OTTAWA (Reuters) - The left-wing leader in striking distance of toppling Canada’s Conservative prime minister was once known as “Angry Tom,” but Thomas Mulcair has been turning on the charm to convince voters he is ready to run the country.
The 60-year-old Mulcair, who inherited Canada’s opposition New Democratic Party after his charismatic predecessor died in 2011, holds a slim lead in a tight, three-way race ahead of the Oct. 19 general election, according to the latest polls.
Described as “smart, tough and nasty” by Canadian magazine Maclean’s in 2012, the man who decided on a career in politics when he was 14 has spent the last three years taming what he once called “a good Irish temper.”
“The biggest challenge with Tom was always Tom himself, because he had a tendency of going over the top,” said a former colleague in the province of Quebec, where Mulcair started his political career.
“But since he’s been in federal politics, I’ve been impressed by two things: how much he’s disciplined himself and how much he’s disciplined his caucus.”
In 2005, Mulcair was ordered to pay another Quebec politician C$95,000 ($77,017) for defamation after he accused the politician of influence peddling.
Five years later, during a televised exchange, Mulcair snapped “You’re a crap journalist” to a reporter for Maclean’s, which had called Quebec Canada’s most corrupt province.
In 2011, after U.S. President Barack Obama announced the killing of Osama bin Laden, Mulcair said he did not think the United States had pictures of the corpse. He later blamed election “fatigue” for his remark.
In the last three years, such outbursts have all but disappeared, even as Mulcair hammered Conservative Prime Minister Stephen Harper again and again in Parliament on issues ranging from security to the economy and the environment.
Mulcair’s moderated behavior has impressed some officials from the other end of the political spectrum: former Conservative Prime Minister Brian Mulroney has called Mulcair the best opposition leader in more than 50 years.
Others say the NDP leader’s temperament remains a wild card.
“I don’t think the public yet knows Mulcair, let alone have made peace with ‘Angry Tom,’” said former Harper spokesman Andrew MacDougall.
“Let’s remember that Mulcair hasn’t been the figurehead of a national political campaign. While he’s a veteran politician, he’ll get more scrutiny than ever before, and it remains to be seen how he’ll handle it.”
Mulcair’s aides declined to make him available for an interview. His principal secretary, Karl Belanger, dismissed such criticism as groundless attacks by opponents and pundits.
“Canadians see Tom Mulcair for what he is - a principled leader, standing up for middle class families and fighting with passion for social justice, a stronger economy and a cleaner environment,” he said.

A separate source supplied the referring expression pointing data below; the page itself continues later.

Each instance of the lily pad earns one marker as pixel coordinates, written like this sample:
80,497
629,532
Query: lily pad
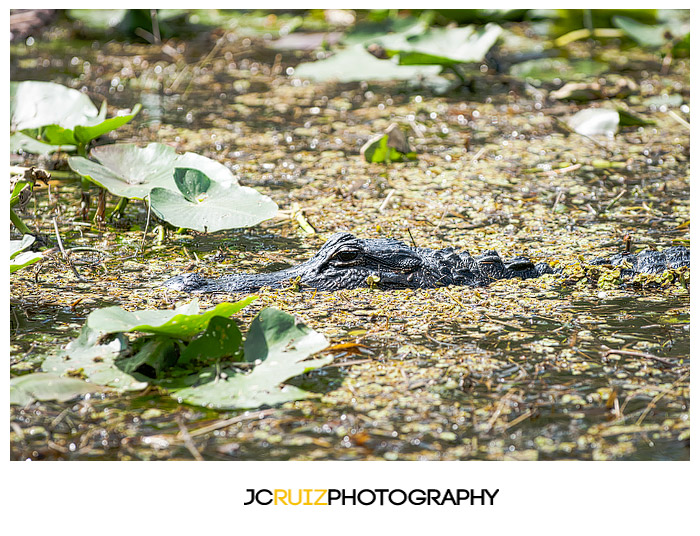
447,46
43,386
155,355
595,121
652,35
209,206
58,115
88,356
222,338
23,142
128,170
283,346
355,64
552,69
19,260
183,322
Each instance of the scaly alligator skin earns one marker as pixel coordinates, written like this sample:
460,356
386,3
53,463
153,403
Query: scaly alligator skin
347,262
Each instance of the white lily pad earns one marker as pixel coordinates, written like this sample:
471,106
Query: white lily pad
127,170
87,356
208,206
58,115
595,121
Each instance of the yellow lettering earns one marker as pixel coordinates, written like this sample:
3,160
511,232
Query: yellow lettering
308,498
320,497
281,495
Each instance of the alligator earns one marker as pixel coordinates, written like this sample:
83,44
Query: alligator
347,262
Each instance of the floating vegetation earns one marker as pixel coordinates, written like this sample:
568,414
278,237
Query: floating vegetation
587,364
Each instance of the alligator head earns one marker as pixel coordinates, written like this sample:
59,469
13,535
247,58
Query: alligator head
347,262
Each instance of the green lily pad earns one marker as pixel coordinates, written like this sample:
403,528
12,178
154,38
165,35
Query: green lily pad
209,206
43,386
651,35
19,260
95,360
385,32
222,338
58,115
22,142
155,355
550,69
355,64
282,345
183,322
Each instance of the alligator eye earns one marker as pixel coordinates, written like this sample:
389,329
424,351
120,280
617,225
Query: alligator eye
346,256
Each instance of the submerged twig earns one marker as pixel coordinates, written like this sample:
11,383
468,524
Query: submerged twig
228,422
189,444
635,353
65,255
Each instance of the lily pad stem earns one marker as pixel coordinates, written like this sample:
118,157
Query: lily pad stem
119,209
19,224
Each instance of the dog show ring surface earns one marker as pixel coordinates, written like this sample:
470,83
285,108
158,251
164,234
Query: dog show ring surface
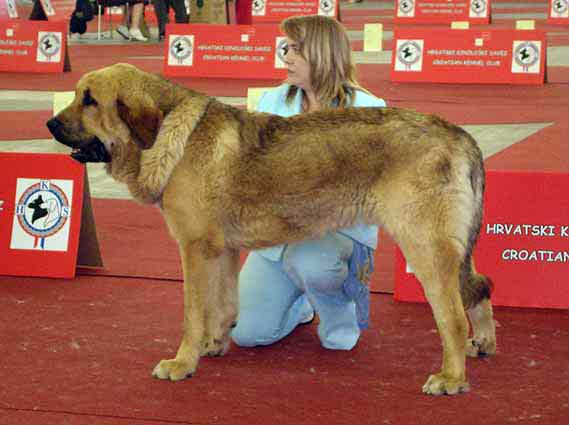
523,245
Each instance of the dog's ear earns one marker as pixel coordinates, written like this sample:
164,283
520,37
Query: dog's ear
142,116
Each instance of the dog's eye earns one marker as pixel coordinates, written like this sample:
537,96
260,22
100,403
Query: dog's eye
88,99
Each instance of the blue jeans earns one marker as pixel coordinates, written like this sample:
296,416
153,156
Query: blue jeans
275,296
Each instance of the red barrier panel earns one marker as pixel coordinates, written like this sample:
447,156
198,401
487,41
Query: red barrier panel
523,245
442,11
274,11
43,202
498,56
224,51
32,46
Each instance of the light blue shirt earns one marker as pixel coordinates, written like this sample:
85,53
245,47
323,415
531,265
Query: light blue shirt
274,102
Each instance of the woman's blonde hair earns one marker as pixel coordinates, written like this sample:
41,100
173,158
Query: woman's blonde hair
324,44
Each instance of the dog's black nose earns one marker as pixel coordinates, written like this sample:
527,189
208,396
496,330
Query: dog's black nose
54,125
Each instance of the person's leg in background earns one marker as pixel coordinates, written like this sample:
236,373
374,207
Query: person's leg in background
137,15
270,305
320,268
122,29
161,10
180,12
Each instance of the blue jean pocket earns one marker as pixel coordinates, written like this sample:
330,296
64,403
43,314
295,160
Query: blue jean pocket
356,285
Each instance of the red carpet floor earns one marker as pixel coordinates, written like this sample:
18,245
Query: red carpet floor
82,352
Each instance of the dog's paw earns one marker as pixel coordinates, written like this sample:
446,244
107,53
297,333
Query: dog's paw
480,347
174,370
213,347
440,384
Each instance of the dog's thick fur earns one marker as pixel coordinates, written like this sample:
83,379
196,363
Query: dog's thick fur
227,179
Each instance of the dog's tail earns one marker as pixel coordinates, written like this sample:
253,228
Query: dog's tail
474,287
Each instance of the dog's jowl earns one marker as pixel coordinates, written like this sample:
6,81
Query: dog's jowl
227,179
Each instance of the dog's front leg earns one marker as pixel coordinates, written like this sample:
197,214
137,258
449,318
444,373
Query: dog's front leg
198,266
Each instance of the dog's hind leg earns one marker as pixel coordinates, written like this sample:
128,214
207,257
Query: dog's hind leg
436,264
221,307
200,262
476,290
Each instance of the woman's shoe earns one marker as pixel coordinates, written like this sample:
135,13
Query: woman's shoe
136,34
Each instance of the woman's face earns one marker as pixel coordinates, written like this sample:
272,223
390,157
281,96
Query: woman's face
298,67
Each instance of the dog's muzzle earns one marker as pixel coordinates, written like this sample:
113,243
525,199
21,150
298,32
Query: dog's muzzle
92,150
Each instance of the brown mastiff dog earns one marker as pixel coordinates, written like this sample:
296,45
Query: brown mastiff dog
227,179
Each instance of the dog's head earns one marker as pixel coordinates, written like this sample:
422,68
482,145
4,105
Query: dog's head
113,113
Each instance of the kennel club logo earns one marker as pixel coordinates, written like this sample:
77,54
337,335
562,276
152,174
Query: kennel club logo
526,57
560,9
47,7
12,11
478,8
259,8
42,214
181,50
49,47
409,56
406,8
326,7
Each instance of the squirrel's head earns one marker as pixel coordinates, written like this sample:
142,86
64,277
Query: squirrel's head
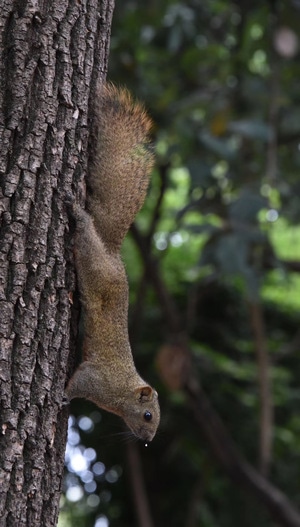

The once-socialist NDP was formed in 1961 and until 2011 had never even come second in a federal election. The party’s rise this year in key battlegrounds, such as Ontario and Alberta, has elevated Mulcair from a relative unknown to a possible replacement for Harper, who has been in power since early 2006.
Mulcair opposes nearly all of Harper’s agenda, including Canada’s military role against Islamic State and anti-terror legislation that expands the government’s spying powers.
The NDP leader has proposed raising corporate taxes to help fund a national daycare program, increase the minimum wage for federally regulated companies, and improve transit, healthcare and housing. (FACTBOX on NDP policies)
A Forum poll last week put support for the NDP at 36 percent, ahead of the Conservative Party and Justin Trudeau’s Liberal Party, which were tied at 28 percent.
“We’ve always assumed Trudeau was going to be the main threat but perhaps it will be Mulcair,” one senior Conservative said after the NDP’s shock victory in May in Alberta, a long-conservative province.
Mulcair is the second eldest of 10 children born to a French-Catholic mother and an Irish-Catholic father in Quebec. He studied law at university and became a citizen of France after his marriage in 1976 to a French-born psychologist, Catherine Pinhas. He has voted in France’s elections, but has said he would give up his French citizenship if he becomes prime minister.
Mulcair worked for a time as a lawyer before entering politics in 1994 as a legislator for the centrist Liberals in Quebec. He became a cabinet minister for the Quebec Liberals in 2003, and resigned three years later after clashing with his own government over a real estate development plan. He joined the federal NDP in 2007.
Voters have rarely seen Mulcair except on attack, and the bearded, burly leader has a stare that can be intense. He earned the nickname “prosecutor-in-chief” in 2013, when he used his lawyer skills to grill Harper over his office’s role in an expenses scandal.
Friends say Mulcair, who has two sons and two grandchildren, is loyal and funny, driven by a social responsibility taught at home.
“When you’re having dinner with Tom the laughter is constant,” said Julius Grey, a Montreal-based lawyer. “He’s not a somber policy wonk.”